A AE Física consumou a subida directa à 1.ª Divisão ao empatar a uma bola com o SC Tomar, o outro candidato na luta pela liderança final da Zona Sul da 2.ª Divisão.
Num jogo nem sempre bem jogado, valeu a incerteza até ao último segundo, e a grande exibição dos guarda-redes, em particular, Pedro Chambel, guarda-redes da equipa de Torres.
Começou melhor o Física que logo ao segundo minuto inaugurou o marcador por intermédio de Carlos Garrancho. Se o empate já chegava ao conjunto de André Gil, este golo madrugador deu ainda mias alento. A formação ribatejana demorou a entrar em jogo, mas aos poucos fez aquilo que lhe competia, assumindo de forma gradual as despesas do jogo.

Essa atitude acabou por levar a equipa de Nuno Domingues a fazer muitas faltas, fruto da entrega e procura da bola na partida.
Até ao intervalo duas soberanas oportunidades para a equipa torriense, primeiro com Carlos Garrancho a falhar um livre direto a castigar a 10.ª falta leonina e a um minuto do intervalo foi a vez de Vicente Alves também não conseguir ludibriar Daniel Leal na marcação de um livre direto a penalizar a equipa do SC Tomar por amostragem de um cartão azul a Filipe Almeida.
Na segunda parte acentuou-se a pressão do SC Tomar perante um Física mais preocupado em fechar os caminhos da sua baliza e apostando na imprevisibilidade do seu capitão, Carlos Godinho, parar tentar surpreender o ultimo reduto leonino.
O SC Tomar tem aos tres minutos oportunidade de fazer o empate, mas Ivo Silva não consegue converter o livre direto a castigar um cartão azul mostrado a Garrancho.
Aos oito minutos novamente a Física a poder aumentar o score, mas mais uma vez a atenção do guardião nabantino a anular o livre direto apontado por Carlos Garrancho.

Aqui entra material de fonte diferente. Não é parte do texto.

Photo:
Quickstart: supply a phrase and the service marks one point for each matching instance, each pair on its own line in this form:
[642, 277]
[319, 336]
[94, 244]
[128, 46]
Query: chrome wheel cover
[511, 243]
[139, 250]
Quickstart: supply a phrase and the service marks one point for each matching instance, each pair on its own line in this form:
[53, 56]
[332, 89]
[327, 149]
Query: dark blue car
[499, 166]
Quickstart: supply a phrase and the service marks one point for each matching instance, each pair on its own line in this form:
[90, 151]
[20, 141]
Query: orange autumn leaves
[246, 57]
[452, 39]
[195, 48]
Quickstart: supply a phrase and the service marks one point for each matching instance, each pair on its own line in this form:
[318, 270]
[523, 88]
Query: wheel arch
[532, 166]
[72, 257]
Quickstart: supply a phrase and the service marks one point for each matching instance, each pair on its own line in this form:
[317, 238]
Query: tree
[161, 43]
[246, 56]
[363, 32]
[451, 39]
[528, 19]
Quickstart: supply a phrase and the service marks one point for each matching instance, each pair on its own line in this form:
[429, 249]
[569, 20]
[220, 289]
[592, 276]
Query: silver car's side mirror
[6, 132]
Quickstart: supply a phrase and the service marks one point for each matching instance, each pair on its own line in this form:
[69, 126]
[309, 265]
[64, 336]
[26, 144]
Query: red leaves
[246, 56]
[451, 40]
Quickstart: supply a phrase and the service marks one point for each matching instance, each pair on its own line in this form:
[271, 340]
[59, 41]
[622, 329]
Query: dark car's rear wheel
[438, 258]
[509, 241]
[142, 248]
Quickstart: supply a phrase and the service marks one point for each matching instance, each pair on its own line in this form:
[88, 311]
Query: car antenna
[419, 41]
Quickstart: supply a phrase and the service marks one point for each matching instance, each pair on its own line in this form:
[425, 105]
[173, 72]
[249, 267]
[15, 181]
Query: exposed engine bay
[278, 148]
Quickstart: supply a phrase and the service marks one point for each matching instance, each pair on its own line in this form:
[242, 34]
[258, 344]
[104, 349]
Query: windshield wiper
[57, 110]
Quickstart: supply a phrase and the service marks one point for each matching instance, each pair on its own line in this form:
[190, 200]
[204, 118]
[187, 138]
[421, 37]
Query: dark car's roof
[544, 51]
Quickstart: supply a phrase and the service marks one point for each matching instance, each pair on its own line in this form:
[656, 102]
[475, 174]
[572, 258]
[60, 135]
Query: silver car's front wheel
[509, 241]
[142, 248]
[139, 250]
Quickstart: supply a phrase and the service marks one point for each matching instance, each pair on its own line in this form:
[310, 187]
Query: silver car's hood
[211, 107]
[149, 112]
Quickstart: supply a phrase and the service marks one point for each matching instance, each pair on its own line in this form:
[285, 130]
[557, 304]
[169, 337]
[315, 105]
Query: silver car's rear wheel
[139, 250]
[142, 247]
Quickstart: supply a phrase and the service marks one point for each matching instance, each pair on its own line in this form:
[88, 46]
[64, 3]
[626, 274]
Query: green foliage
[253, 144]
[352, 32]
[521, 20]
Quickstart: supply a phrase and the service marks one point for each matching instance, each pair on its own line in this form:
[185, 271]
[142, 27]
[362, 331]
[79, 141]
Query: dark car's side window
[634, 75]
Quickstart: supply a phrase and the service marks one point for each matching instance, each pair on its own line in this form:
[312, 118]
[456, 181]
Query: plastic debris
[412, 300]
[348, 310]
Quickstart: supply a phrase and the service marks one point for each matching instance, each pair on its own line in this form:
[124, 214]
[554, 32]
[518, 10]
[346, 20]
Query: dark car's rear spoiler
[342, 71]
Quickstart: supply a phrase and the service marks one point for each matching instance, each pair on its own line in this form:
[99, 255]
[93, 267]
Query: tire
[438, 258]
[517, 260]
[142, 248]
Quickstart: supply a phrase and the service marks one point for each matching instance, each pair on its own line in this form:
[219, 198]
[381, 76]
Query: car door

Em tarde de falhanços de bolas paradas, é o SC Tomar que pode chegar ao empate, mas David Costa não consegue enganar Pedro Chambel na conversão de um livre direto a castigar um cartão azul a Vicente Alves.
Quando o SC Tomar chegou à 15.ª falta, estávamos a 7 minutos do términus da partida, Carlos Godinho, o capitão da Física podia arrumar a questão do jogo e da liderança, mas a exemplo dos que o precederam, não conseguiu enganar Daniel Leal.
Com o aproximar do fim a pressão leonina era já por demais evidente, mas o golo por isto ou por aquilo não chegava. No entanto a cinco minutos do términus do jogo, Filipe Almeida emenda da melhor forma uma bola perdida dentro da área da Física e restabelece a igualdade.
Se dum lado as ordens era tentar congelar o esférico, do outro era o tudo por tudo para chegar ao golo de forma a poder garantir a primeira posição.
Jogo partido, ao sabor dos momentos de inspiração de cada um dentro de ringue, e a 47 segundos do final a AE Física dispõem de um livre direto a penalizar um cartão azul mostrado a Filipe Almeida, mas Vicente Laves não converte.
O curioso é que neste período em que o SC Tomar jogava em inferioridade numérica, a equipa da casa, nervosa e sem capacidade para segurar a bola viu os ribatejanos desperdiçarem por duas vezes, excelentes oportunidades, a ultima das quais a poucos segundos que Pedro Chambel segurou, e garantiu aí o empate e respectiva subida à primeira divisão.
O SC Tomar foi mais forte nos cinquenta minutos de jogo, faltou-lhe alguma cabeça fria nos momentos cruciais, mas do lado da Física, foi um sofrer até ao ultimo segundo, muito por culpa dos desperdícios de bolas paradas, embora o mérito tenha que ser dado ao guarda redes leonino, que hoje esteve irrepreensível, e não foi por ele que a equipa ribatejana não venceu este encontro.